Airport Travel May Be Even More Tedious Than Usual
This method of travel can already be extraordinarily frustrating, and complications could increase with a shutdown. TSA will keep operating, along with air traffic controllers, because safety concerns means that these employees are too essential to furlough. However, some associated workers may be considered non-essential ones, so delays may occur.
However, Amtrak Travel Should Be Safe
Since Amtrak operates largely through ticket-sale revenue, the fact that it receives federal subsidies isn’t much of an issue. In fact, Amtrak has never closed during shutdowns of yesteryear, so this method of travel will keep on trucking, so to speak.
The National Weather Service & National Hurricane Center Will Stay Open
Since rain, snow, hurricanes, and tornadoes do not contemplate funding while destroying homes and endangering lives, these potentially lifesaving services continue to operate regardless of the feds’ actions.
Social Security Won’t Know the Difference
Not much that Congress does while debating annual funding would shut down the Social Security program.
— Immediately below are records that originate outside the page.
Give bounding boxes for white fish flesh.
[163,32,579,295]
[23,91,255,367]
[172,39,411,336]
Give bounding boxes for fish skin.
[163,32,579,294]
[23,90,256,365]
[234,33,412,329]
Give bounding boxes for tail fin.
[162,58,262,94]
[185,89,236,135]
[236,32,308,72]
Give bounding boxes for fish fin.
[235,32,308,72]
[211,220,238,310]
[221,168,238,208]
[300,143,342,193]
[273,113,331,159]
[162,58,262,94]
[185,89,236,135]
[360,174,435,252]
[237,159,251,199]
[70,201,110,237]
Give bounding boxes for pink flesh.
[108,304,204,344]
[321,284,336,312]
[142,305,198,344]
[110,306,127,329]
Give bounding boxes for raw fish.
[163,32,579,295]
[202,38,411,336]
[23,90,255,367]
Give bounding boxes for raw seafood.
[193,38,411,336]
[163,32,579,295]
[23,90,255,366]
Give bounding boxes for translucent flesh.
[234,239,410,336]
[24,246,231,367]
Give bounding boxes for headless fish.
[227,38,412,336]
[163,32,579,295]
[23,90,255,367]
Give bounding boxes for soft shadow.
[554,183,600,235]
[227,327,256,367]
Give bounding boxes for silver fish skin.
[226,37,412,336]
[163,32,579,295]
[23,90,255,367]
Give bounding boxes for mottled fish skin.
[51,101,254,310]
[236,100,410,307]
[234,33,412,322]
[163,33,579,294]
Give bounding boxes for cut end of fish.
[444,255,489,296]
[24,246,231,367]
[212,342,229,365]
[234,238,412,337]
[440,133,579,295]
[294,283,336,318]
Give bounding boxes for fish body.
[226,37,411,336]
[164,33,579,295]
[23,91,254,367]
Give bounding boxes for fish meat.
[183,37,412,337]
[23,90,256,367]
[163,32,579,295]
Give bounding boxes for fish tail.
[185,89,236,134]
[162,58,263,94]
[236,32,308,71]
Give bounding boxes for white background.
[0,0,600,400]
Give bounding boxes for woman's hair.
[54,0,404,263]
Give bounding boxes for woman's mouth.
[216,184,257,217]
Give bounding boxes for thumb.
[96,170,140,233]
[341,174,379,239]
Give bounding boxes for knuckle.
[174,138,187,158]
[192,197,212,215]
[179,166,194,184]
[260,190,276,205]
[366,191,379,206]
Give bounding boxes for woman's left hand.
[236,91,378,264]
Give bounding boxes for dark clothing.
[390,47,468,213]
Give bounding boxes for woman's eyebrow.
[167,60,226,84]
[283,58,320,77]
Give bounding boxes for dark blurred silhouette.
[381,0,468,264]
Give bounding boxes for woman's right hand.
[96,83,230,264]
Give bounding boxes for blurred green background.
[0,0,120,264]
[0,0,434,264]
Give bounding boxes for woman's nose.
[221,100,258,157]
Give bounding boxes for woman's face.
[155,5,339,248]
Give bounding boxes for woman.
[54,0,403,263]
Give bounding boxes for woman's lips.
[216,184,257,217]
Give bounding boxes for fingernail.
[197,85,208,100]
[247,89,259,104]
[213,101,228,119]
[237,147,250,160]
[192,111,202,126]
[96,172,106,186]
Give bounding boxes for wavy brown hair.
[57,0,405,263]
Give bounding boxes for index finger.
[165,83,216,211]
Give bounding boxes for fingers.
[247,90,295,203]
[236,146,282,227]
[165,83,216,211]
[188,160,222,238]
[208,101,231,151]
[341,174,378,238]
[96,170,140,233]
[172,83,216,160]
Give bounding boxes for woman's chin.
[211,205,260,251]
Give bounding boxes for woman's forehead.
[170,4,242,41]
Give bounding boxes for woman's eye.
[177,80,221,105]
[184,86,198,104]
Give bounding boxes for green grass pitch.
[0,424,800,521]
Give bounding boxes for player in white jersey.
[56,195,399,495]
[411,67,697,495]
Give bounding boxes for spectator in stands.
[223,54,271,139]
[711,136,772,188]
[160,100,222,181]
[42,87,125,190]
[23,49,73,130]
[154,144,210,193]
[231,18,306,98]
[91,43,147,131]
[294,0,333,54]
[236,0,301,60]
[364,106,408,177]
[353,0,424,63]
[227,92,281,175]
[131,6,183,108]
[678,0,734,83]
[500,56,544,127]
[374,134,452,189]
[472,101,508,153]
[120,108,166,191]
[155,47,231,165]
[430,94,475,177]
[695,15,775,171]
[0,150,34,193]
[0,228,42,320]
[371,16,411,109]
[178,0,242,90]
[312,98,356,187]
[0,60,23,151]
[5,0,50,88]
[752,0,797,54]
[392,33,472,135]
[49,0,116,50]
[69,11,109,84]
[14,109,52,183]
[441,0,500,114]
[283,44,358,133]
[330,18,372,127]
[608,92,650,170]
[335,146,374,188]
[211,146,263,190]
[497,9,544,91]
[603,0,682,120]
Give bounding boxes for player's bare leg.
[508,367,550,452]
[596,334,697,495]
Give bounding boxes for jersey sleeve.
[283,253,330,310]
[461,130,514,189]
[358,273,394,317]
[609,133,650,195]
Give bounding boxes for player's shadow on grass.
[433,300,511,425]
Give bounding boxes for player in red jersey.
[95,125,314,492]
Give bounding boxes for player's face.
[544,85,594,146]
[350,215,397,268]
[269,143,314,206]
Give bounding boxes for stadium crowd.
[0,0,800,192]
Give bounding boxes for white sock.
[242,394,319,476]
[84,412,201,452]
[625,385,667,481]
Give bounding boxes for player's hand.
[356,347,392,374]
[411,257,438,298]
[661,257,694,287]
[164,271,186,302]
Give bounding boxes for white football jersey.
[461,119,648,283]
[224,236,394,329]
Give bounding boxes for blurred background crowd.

So, checks will neither be denied nor delayed, especially since the Post Office will stay up and running, no matter whether it’s rain or shine, shutdown or not.
Federal Courts Will Close, But Not Right Away
If a shutdown continues for over ten days, federal courts will halt until government services resume, but cases should pick up where they left off. During the duration, however, the Supreme Court will continue to draw paychecks (as will Congress and President Trump, of course).
Congressional Offices Will Vary
Some House and Senate members will keep their offices up and running. However, most of their staff members will go on furlough with the exception of employees who are necessary to help with the legislative process (i.e., drafting bills and interacting with constituents).
Can A Shutdown Be Averted No Matter What?
It’s possible for Congress to pass a short-term spending bill (in the form of another CR), which would give lawmakers up to a week to pull themselves together while working toward a long-term measure. However, it’s highly unlikely that Trump’s Wall would be part of this bill, which would generally only apply to keeping existing and necessary government services running.